Но разливает не сразу. Сначала он несколько раз наливает его в пиалу, потом выливает обратно в кумган. Этот простой, но чем‑то завораживающий процесс называется красивым словом "кайтарма". Кстати, так же называется и то, когда муж и жена вдалеке друг от друга.
В молодой моей семье одна сплошная кайтарма: сразу после свадьбы я уехал на шесть месяцев сюда, а как вернусь, моя половина ― Лиза–Роза–Клава–Клара–Зина (весь мой харам) уплывает на корабле на четыре месяца по Тихому океану… Я ― сухопутная крыса, она ― морской волк; расклад сил в нашей семейной жизни (пусть даже заочной) понятен. Так что ты, Зимин, жену свою в Африке не продавай, не дари, не меняй и не ешь, а цени и береги.

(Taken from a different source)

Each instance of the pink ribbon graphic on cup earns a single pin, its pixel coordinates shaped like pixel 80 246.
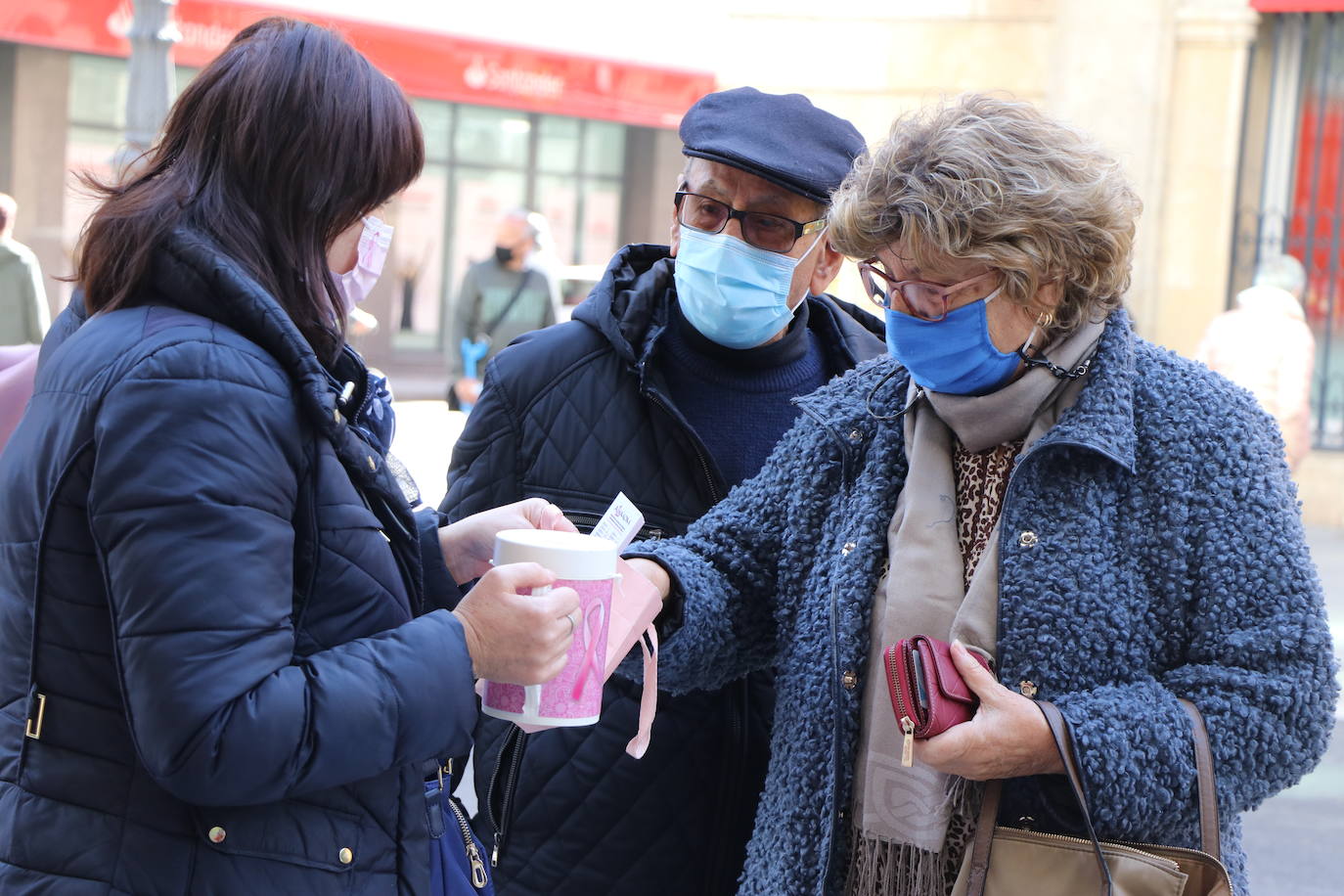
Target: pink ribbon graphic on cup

Я сначала думал, что эти переливания просто чтобы чай перемешать и чаинки осадить, а недавно прочитал в солидном труде по чаеведению, что за счет этого происходит много сложных процессов, обеспечивающих правильную заварку и особый вкус: зеленый чай, как и сам Восток, ― "дело тонкое"; это вам, синьор, не молоко из кокоса сосать через соломинку на берегу Мозамбикского пролива…
Сидим. Женщины приносят завернутые в сачак (платок для хлеба) еще горячие чуреки; миску с кусковым сахаром (к чаю вприкуску). Свежеиспеченный чурек ― это произведение искусства. Он такой мягкий, круглый, золотистый, с такими переливами на поджаренной корочке… Выглядит как маленькое солнце. Будь у меня возможность его в таком виде засушить, повесил бы на стенку. А уж про вкусноту и не говорю; не передать. Чурек, кстати, нельзя резать, его можно только ломать. И еще его нельзя переворачивать: неуважение ― Аллах накажет.
Потом ставят несколько больших мисок с простоквашей из козьего молока, которую все едят расписными деревянными ложками (я молочными продуктами не увлекаюсь, считаю, что уже вышел из сосункового возраста, а вот повсеместная популярность этих ложек духарит меня неимоверно: воистину социалистическая интеграция между братскими народами).
Один из русских гостей, видя, что я не ем простоквашу, а налегаю на чурек, поучает меня, что это я зря, потому что "надо запустить пищеварение".
После такой фразы я уже даже подумать о простокваше не могу. После такой фразы, высказанной за праздничным столом, я могу лишь отойти куда‑нибудь в сторонку и сдать там, в конвульсивных корчах, желудочный сок или сделать еще что‑нибудь столь же физиологическое. А сам разговорчивый гость воодушевленно зачерпывает ложкой, раз за разом с прихлебом запуская себе, видимо никак не запускающееся, пищеварение.
Появляется главное предварительное блюдо ― густой суп из баранины с овощами ― шурпа. Подают ее в нескольких больших мисках, по одной на двоих или на троих. Я не могу оторваться от потрясающего чурека с хрустящей корочкой, но вид нежной постной баранины в шурпе буквально дурманит, мы все с энтузиазмом беремся за ложки. Пустеющие миски исчезают, убираемые всевидящими незаметными хозяйками, и сразу возвращаются назад, вновь наполненные горячей шурпой.
Веяние нового времени ― по случаю нашего приезда раскупоривается водка и разливается по граненым стопкам (слава Богу, потому что это мучение водку из пиалушек пить, особенно в жару).